Kentucky Governor: Clerk’s arguments ‘absurd’ and ‘obtuse’
News sites have mostly written about her standoffs with same-sex couples or her five-day stint in jail.
In that same interview, Davis said she did not believe there was a problem with the licenses that her deputy clerks have issued since she returned to work on September 14.
Kentucky Governor Steve Beshear (left) had described county clerk Kim Davis” (right) reasons for not giving gay couples marriage licenses as “absurd” and “obtuse’. The order “specifically (targeted) clerks like Davis who possess certain religious beliefs about marriage“, she and her lawyers claimed.

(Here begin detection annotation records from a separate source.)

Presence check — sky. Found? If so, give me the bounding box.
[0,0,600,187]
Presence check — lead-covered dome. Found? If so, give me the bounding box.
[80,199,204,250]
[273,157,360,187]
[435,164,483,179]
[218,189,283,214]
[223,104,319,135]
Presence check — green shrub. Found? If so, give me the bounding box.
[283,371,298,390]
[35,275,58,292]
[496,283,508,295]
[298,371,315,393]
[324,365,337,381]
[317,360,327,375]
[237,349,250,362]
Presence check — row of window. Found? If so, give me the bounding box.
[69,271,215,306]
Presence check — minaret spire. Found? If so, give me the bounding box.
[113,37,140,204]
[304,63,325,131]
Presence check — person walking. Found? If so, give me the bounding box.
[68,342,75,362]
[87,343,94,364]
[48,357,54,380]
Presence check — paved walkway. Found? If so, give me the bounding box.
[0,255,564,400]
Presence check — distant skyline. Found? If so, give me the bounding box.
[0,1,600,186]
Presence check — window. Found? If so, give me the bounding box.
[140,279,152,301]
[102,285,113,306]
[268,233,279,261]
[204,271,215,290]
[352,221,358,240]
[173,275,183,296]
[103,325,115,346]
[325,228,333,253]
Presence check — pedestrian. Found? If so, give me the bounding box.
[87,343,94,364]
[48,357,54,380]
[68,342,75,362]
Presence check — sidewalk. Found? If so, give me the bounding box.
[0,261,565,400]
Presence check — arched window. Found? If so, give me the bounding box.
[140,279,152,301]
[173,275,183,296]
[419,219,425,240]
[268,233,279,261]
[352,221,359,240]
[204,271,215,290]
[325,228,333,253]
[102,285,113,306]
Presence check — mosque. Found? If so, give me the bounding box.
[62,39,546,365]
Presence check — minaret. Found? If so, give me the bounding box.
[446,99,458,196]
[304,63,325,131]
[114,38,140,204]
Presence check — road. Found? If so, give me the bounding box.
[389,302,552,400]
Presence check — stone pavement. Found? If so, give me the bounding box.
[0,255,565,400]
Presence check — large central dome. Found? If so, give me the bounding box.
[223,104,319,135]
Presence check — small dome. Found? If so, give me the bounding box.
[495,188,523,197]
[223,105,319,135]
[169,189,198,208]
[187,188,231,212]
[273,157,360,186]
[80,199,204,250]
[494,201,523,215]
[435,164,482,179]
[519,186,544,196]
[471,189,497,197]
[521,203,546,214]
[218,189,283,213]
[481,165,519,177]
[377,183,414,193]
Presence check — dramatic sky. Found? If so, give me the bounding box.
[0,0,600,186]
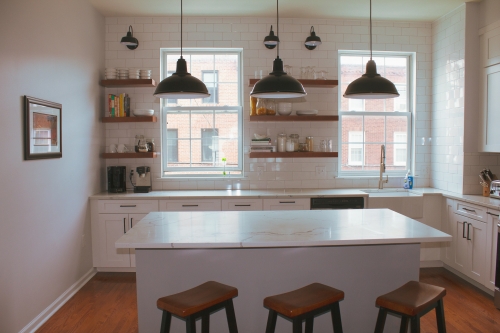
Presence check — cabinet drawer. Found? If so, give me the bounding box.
[222,199,262,211]
[97,200,158,214]
[456,201,487,222]
[263,198,311,210]
[159,199,221,212]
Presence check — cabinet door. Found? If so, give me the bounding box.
[263,198,311,210]
[127,214,148,267]
[485,209,500,290]
[466,219,487,284]
[99,214,130,267]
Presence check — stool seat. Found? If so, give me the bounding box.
[264,283,344,318]
[376,281,446,316]
[156,281,238,317]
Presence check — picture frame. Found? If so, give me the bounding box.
[24,95,62,160]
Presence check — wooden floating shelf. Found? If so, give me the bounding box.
[101,79,156,88]
[101,152,158,158]
[250,151,339,158]
[101,116,157,123]
[250,116,339,121]
[248,79,339,88]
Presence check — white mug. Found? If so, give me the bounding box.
[117,143,128,153]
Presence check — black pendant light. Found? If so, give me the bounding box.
[120,25,139,50]
[154,0,210,99]
[304,26,321,50]
[344,0,399,99]
[264,26,280,50]
[250,0,306,98]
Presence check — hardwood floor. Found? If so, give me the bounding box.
[37,268,500,333]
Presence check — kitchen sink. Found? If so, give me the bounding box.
[361,188,422,197]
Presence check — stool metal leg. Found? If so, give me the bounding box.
[375,308,387,333]
[305,317,314,333]
[160,310,172,333]
[201,314,210,333]
[331,302,343,333]
[186,316,196,333]
[436,299,446,333]
[399,316,408,333]
[266,310,278,333]
[410,316,420,333]
[226,299,238,333]
[293,318,302,333]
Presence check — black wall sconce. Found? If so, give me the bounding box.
[120,25,139,50]
[304,26,321,50]
[264,26,280,50]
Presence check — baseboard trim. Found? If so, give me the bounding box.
[420,260,443,268]
[19,268,97,333]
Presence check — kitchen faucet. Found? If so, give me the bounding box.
[378,145,389,190]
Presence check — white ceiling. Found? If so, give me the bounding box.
[89,0,481,21]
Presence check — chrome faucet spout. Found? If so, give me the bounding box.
[378,145,389,190]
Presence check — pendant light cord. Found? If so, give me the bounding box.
[181,0,183,59]
[370,0,373,60]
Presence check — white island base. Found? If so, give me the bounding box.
[136,244,420,333]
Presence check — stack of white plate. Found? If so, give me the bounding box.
[118,68,128,79]
[104,67,116,80]
[128,68,139,79]
[139,69,151,79]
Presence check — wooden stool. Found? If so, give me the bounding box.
[156,281,238,333]
[375,281,446,333]
[264,283,344,333]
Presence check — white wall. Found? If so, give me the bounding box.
[0,0,104,333]
[106,16,432,190]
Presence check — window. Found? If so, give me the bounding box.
[338,51,414,176]
[201,71,219,104]
[161,49,243,177]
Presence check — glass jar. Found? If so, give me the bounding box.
[257,98,267,116]
[290,134,299,151]
[250,96,257,116]
[277,133,286,153]
[306,136,314,151]
[266,99,276,116]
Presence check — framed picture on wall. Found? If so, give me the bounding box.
[24,96,62,160]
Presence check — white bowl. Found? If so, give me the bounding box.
[133,109,155,117]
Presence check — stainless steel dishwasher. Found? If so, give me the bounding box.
[311,197,365,210]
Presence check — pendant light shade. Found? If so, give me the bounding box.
[264,26,280,49]
[343,0,399,99]
[120,25,139,50]
[154,0,210,99]
[250,0,306,98]
[304,27,321,50]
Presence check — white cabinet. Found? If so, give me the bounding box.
[90,200,158,270]
[263,198,311,210]
[443,201,489,284]
[159,199,221,212]
[485,209,500,290]
[221,198,262,211]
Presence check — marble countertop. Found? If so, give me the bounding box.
[115,209,451,249]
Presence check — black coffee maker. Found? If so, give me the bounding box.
[108,166,127,193]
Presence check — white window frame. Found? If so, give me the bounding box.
[160,48,244,178]
[338,50,416,178]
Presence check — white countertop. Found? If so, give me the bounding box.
[115,209,451,249]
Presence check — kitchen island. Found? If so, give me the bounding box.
[116,209,451,333]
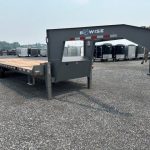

U.S. District Judge David Bennung, who also ruled on the suit the ACLU brought against Davis and found her in contempt of court, has been asked by the governor to dismiss the claim. She is also an Apostolic Christian.
“Simply stated, Davis” role is a legal one – not a moral or religious one, ‘ Beshear’s attorneys wrote in a court document.
Beshear’s lawyer, Palmer G. Vance, deemed Davis’ legal trouble a “meritless assault on the rule of law”.
Rowan County clerk Kim Davis, who spent five days in jail for defying a series of federal court orders, filed a lawsuit against the governor, alleging he violated her religious freedom by asking clerks to comply with the U.S. Supreme Court’s decision, which effectively legalized gay marriage across the nation.
Rowan County Clerk Kim Davis makes a statement to the media at the front door of the Rowan County Judicial Centre.
In late June, when the Supreme Court announced its ruling, Beshear sent a letter to the state’s 120 county clerks telling how the state meant to react. “But as elected officials, they do prescribe how we must act”, he wrote in the letter. As such, she was denying citizens the legal right to obtain marriage licenses. Meanwhile, Schwartz only issues licenses to opposite-sex couples, promising to turn away any same-sex couple because it’s what Jesus would have wanted… or something.
This week, news broke that Davis met privately with Pope Francis during his recent visit to the United States.
“I want to start by thanking my Lord and my savior Jesus Christ, because without him none of this would have ever been possible, for he is my strength that carries me”, she said. When the information about this secret meeting got out, the pope was asked if he thought it was right for people to break the law using the basis of religious freedom.
“Conscientious objection is a right that is a part of every human right… and if a person does not allow others to be a conscientious objector, he denies a right.”
At the end of the meeting, which was reportedly conducted in English, Davis says the pontiff handed her and her husband rosaries; she plans to give hers to her mother, who is a Catholic.
[Photos Courtesy of Ty Wright/Getty Images].